After four days of marking mock exams, I was scrolling through Facebook in an effort to turn my mind off. I saw a death announcement with comments like, “She was so beautiful” and “She will be missed”. This led me to remember a car accident that took the life of a grade 12 student when I had just started high school. I remembered the vigil and the locker turned into a shrine, the words of love and affection on the news and at school.

At the time my mother asked, “Did anyone say these things when he was alive? Or is now just the appropriate time?”

That question has stayed with me ever since.

Last week, as part of an activity for Compassion Month at school, my co-advisor and I asked our students to write a letter to someone who had influenced them. I wrote to my first friend in Singapore and put the note on her desk. It was such an easy thing to do and I’d waited a really long time to do it.

Clearly, this is a problem. We wait too long to say the good things. Many of us are quick to get upset with others and quick to point out when we’ve been wronged, but how often do we look around and try to figure out what’s going on with the people around us? How much effort does it take, really, to say, “Hey, I see you.”

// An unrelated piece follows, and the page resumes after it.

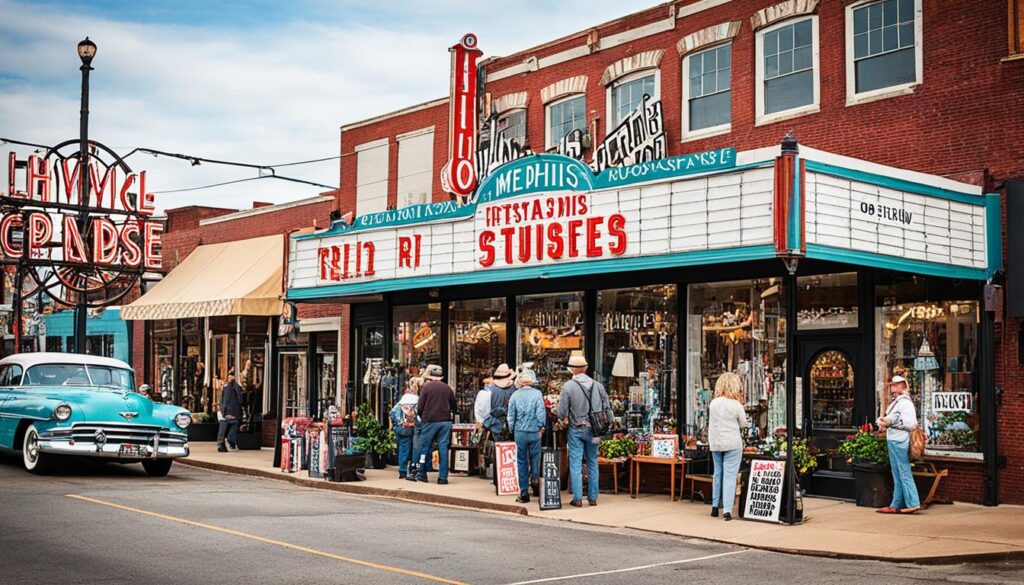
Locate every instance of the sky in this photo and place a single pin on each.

A friend and I have been talking about the problems we see with the wellness industry and a very significant one is that it has given us permission to look only at ourselves. All of this looking inward and improving the self has the effect of stopping us from looking at just about anything else. I’m supposed to focus on me, right? Everything else can wait.

In all of that wellness, how often do we apply what we do for ourselves to others? How often do we actually look at the people around us and acknowledge them the way we demand to be looked at and acknowledged?

I could go on much longer about this but the message I would like to emphasise is pretty simple: Spend a few minutes outside your own head and notice who is around you. Make sure to really look. Let them know that you see them.

Small things really can make a big difference.